The USCIS announced today that it has received enough H-1B visa petitions to meet the Fiscal Year 2008 cap. USCIS comments that they will use a random selection process for all the H-1B filings subject to the cap that were received on April 2 and April 3. Any petition received on those days but not chosen in the random selection process will be rejected and returned to the petitioner, along with the filing fee. In addition, any cap-subject petitions received on or after April 4, 2007 will be rejected. The earliest point that H-1B visas, subject to this cap, can be re-submitted will be April 1, 2008, when visas become available for Fiscal Year 2009.

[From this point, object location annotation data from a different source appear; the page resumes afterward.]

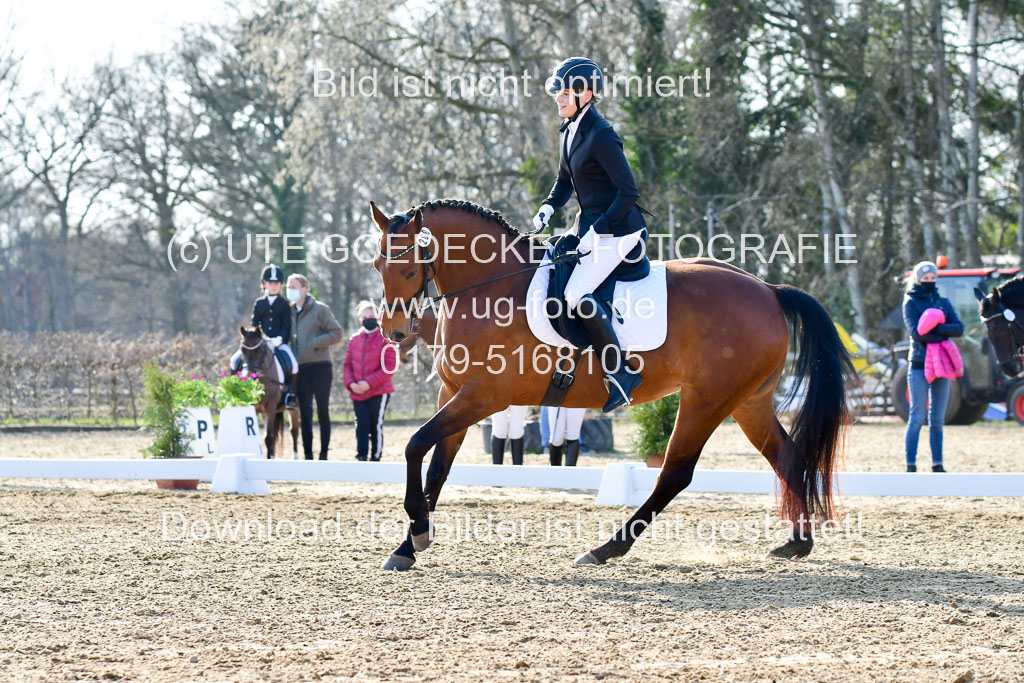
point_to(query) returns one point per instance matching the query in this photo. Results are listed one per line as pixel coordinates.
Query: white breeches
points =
(564, 423)
(510, 423)
(291, 356)
(604, 254)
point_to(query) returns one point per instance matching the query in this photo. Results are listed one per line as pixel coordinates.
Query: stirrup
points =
(617, 395)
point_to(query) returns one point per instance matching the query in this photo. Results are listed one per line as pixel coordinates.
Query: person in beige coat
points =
(314, 330)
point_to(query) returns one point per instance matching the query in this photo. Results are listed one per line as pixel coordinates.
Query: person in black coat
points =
(609, 224)
(922, 295)
(273, 315)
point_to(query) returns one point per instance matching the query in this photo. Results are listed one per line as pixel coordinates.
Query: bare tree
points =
(57, 152)
(146, 130)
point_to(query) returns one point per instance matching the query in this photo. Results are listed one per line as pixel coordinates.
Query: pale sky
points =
(69, 37)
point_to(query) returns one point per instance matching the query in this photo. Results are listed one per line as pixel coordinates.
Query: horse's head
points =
(253, 347)
(403, 260)
(1003, 311)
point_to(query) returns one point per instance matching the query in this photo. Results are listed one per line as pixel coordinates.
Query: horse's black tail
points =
(819, 424)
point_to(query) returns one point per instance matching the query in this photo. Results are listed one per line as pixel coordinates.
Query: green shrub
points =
(194, 392)
(239, 389)
(163, 416)
(654, 423)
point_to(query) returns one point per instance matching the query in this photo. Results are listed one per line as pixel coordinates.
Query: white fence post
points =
(229, 477)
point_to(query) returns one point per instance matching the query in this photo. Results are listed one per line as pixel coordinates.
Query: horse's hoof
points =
(588, 558)
(398, 563)
(793, 550)
(422, 541)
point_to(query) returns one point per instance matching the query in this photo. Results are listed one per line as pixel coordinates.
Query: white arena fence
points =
(615, 483)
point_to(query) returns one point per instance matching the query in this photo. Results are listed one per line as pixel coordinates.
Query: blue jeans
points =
(921, 391)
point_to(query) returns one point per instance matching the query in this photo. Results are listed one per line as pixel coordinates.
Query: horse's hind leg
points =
(758, 420)
(440, 464)
(270, 421)
(293, 421)
(688, 437)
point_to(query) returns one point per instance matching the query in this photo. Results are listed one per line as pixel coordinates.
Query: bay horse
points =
(1003, 311)
(258, 357)
(724, 353)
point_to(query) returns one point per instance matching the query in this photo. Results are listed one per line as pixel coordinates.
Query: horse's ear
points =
(379, 216)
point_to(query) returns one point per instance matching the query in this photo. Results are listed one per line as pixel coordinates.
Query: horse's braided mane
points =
(1012, 291)
(462, 205)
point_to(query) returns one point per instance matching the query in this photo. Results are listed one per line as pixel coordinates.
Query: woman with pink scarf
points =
(931, 394)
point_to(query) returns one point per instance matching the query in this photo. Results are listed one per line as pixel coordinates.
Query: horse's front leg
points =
(467, 407)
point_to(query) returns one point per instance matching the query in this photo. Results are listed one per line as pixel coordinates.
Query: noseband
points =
(1014, 326)
(422, 242)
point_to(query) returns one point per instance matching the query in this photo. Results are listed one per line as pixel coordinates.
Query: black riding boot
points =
(597, 323)
(555, 454)
(290, 399)
(497, 451)
(516, 444)
(571, 452)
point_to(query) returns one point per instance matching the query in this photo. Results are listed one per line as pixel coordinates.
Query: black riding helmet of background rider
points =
(578, 75)
(272, 273)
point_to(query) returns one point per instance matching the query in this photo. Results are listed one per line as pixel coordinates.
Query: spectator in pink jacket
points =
(370, 361)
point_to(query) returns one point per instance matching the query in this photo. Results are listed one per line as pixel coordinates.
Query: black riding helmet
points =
(579, 75)
(272, 273)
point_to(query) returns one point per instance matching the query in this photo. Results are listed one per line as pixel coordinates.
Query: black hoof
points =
(589, 558)
(794, 549)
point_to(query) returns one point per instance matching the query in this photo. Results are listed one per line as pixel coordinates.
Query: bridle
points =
(422, 241)
(258, 370)
(1014, 327)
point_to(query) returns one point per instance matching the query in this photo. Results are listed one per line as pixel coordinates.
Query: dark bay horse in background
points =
(258, 357)
(1006, 330)
(724, 353)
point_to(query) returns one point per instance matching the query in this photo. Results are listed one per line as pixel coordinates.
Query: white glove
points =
(542, 217)
(588, 243)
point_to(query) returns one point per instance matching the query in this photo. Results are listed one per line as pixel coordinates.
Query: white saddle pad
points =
(642, 305)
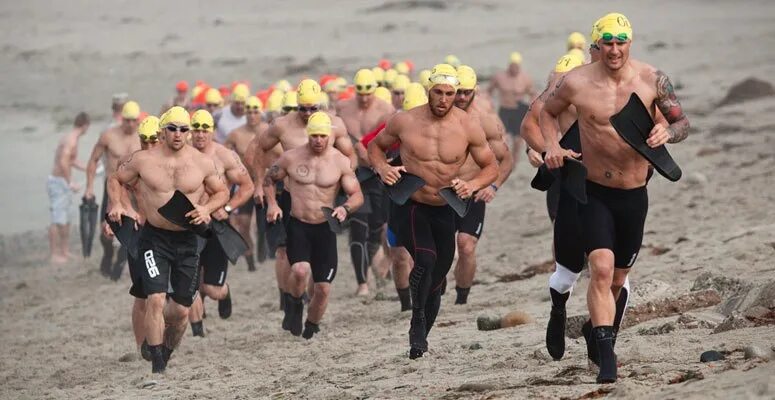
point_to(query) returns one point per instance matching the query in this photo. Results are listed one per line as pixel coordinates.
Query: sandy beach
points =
(66, 330)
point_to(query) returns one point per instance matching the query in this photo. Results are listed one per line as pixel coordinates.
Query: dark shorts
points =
(473, 222)
(568, 241)
(136, 270)
(512, 117)
(169, 263)
(214, 262)
(276, 235)
(614, 219)
(315, 244)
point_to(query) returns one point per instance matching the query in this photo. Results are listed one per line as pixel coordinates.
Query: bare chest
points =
(317, 173)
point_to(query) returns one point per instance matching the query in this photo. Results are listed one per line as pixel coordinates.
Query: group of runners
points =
(405, 168)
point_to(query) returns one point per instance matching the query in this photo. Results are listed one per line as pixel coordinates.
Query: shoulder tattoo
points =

As of end-of-day, Monday, USCIS received roughly 150,000 cap-subject H-1B petitions. The next step will be for USCIS to perform initial data entry of all those filings. Because of the amount of petitions received, we expect the random selection process will not begin for at least several weeks.
As of today, USCIS is not sure how many petitions were received for exemption H-1B visas, those 20,000 visas reserved for international petitioners with masters’ or higher degrees received in the U.S. USCIS will soon make an announcement regarding these petitions.
In addition, USCIS will continue to process petitions filed on behalf of H-1B workers that do not count toward the H-1B cap. These petitions include cases to extend the amount of time a current H-1B worker may remain in the U.S.; change the terms of employment for current H-1B workers; allow current H-1B workers to change employers; or allow current H-1B workers to work concurrently in a second H-1B position.
USCIS also notes that any other H-1B cases that are exempted from the cap will not be affected by this announcement.
USCIS posted a reminder to all customers that, as of Monday, April 2, 2007 all forms I-129 and I-539 should be filed directly with either the California or the Vermont Service Centers, whichever is applicable. To help you figure out which Service Center to file your applications to, USCIS has released two separate filing charts for each of the forms. Revised Forms I-129 and I-539, as posted online, will now reflect the correct direct filing address. It is essential that you file your forms with the correct Service Center. Please verify that you are using the correct filing address by doublechecking the information on the instructions of your form.
Please note that the Service Center where you file your petition will also be the Center that generates your receipt notice and completes adjudication of your case. USCIS believes that this new process will ensure that cases are processed in a more timely manner.